Approximate computing has emerged as a promising design alternative for delivering power-efficient systems and circuits by exploiting the inherent error resiliency of numerous applications. The current article aims to tackle the increased hardware cost of floating-point multiplication units, which prohibits their usage in embedded computing. We introduce AFMU (Approximate Floating-point MUltiplier), an area/power-efficient family of multipliers, which apply two approximation techniques in the resource-hungry mantissa multiplication and can be seamlessly extended to support dynamic configuration of the approximation levels via gating signals.
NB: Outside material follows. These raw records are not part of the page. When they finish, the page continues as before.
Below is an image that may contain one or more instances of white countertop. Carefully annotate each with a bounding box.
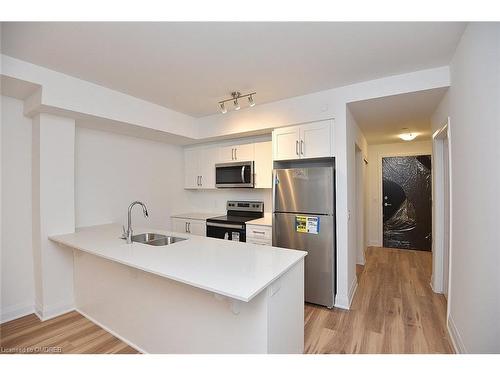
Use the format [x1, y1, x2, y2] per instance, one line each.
[49, 224, 305, 302]
[171, 212, 222, 221]
[247, 213, 273, 227]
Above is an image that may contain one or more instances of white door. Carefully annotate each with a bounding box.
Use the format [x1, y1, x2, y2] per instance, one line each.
[188, 220, 206, 236]
[233, 143, 255, 161]
[184, 149, 200, 189]
[273, 126, 300, 161]
[254, 141, 272, 189]
[172, 218, 188, 233]
[300, 120, 332, 159]
[199, 148, 217, 189]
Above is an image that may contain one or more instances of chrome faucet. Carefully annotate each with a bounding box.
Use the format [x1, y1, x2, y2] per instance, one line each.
[123, 201, 149, 244]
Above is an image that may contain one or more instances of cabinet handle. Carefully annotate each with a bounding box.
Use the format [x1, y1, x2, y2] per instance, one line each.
[231, 148, 235, 160]
[187, 222, 191, 233]
[296, 140, 299, 155]
[234, 148, 237, 160]
[185, 222, 188, 232]
[300, 140, 304, 155]
[253, 230, 266, 235]
[199, 176, 202, 187]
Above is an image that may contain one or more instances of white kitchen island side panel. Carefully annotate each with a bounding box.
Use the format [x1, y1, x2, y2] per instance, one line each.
[73, 250, 304, 354]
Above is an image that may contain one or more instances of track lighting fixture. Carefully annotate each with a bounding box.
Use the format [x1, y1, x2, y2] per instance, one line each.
[218, 91, 256, 113]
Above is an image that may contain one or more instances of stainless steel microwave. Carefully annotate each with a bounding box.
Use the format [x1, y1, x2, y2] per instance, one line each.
[215, 161, 254, 188]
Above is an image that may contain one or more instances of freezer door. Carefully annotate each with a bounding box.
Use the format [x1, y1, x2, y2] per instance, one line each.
[273, 167, 333, 214]
[273, 212, 335, 307]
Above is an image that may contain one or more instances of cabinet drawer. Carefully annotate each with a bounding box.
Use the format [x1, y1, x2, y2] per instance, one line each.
[246, 225, 272, 240]
[247, 238, 272, 246]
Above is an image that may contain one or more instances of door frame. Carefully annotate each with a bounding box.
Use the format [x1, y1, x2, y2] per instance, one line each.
[431, 117, 453, 298]
[378, 151, 432, 248]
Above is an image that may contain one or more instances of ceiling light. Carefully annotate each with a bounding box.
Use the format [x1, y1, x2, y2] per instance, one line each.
[219, 102, 227, 114]
[248, 95, 255, 107]
[217, 91, 256, 113]
[398, 128, 417, 141]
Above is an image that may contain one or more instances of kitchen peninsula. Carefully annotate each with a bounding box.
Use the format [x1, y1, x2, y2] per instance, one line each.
[49, 224, 306, 354]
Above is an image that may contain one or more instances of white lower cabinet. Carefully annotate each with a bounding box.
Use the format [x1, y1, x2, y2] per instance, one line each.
[172, 218, 206, 236]
[246, 224, 272, 246]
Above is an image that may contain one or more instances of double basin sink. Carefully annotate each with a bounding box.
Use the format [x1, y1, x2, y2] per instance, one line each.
[132, 232, 187, 246]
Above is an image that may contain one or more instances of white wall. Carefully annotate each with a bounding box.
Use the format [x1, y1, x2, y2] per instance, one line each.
[441, 23, 500, 353]
[366, 141, 432, 247]
[1, 95, 35, 322]
[185, 189, 272, 215]
[75, 126, 192, 230]
[346, 107, 368, 302]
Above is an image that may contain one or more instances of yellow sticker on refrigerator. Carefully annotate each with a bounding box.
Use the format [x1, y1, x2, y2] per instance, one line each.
[295, 215, 320, 234]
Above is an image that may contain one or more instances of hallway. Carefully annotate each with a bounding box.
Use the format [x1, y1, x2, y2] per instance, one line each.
[305, 247, 453, 353]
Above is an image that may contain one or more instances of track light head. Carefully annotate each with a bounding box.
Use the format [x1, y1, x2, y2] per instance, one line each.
[248, 95, 255, 107]
[219, 102, 227, 114]
[233, 98, 240, 110]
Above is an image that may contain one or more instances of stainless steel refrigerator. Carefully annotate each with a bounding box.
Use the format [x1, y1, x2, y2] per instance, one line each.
[272, 163, 336, 308]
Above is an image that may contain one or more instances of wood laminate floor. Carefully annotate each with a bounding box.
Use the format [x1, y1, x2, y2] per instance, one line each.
[0, 311, 138, 354]
[304, 247, 454, 354]
[1, 247, 453, 354]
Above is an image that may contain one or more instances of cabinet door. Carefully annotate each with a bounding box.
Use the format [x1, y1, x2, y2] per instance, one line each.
[300, 120, 332, 159]
[218, 145, 236, 163]
[199, 147, 217, 189]
[172, 218, 188, 233]
[188, 220, 206, 236]
[254, 141, 272, 189]
[184, 149, 200, 189]
[273, 126, 300, 161]
[233, 143, 254, 161]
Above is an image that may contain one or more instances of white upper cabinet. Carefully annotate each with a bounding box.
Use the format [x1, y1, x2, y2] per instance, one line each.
[184, 147, 217, 189]
[254, 141, 273, 189]
[199, 148, 217, 189]
[272, 120, 333, 161]
[219, 143, 255, 163]
[184, 148, 199, 189]
[273, 126, 301, 160]
[300, 120, 332, 159]
[184, 140, 272, 190]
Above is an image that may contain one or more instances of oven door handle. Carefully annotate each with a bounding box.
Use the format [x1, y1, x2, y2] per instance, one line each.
[206, 222, 244, 230]
[241, 165, 246, 183]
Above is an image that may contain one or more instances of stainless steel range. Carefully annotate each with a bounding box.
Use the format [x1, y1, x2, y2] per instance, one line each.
[206, 201, 264, 242]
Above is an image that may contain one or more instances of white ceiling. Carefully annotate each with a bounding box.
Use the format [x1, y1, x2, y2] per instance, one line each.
[1, 22, 465, 117]
[348, 87, 448, 145]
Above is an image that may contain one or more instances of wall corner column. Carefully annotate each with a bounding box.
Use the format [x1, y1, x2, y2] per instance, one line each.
[32, 113, 75, 319]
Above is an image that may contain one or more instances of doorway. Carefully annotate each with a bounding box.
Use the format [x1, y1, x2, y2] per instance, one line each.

AFMU offers large accuracy configuration margins, provides negligible logic overhead for dynamic configuration, and detects unexpected results that may arise due to the approximations. Our evaluation shows that AFMU delivers energy gains in the range 3.6%–53.5% for half-precision and 37.2%–82.4% for single-precision, in exchange for mean relative error around 0.05%–3.33% and 0.01%–2.20%, respectively. In comparison with state-of-the-art multipliers, AFMU exhibits up to 4–6× smaller error on average while delivering more energy-efficient computing. The evaluation in image processing shows that AFMU provides sufficient quality of service, i.e., more than 50 db PSNR and near 1 SSIM values, and up to 57.4% power reduction. When used in floating-point CNNs, the accuracy loss is small (or zero), i.e., up to 5.4% for MNIST and CIFAR-10, in exchange for up to 63.8% power gain.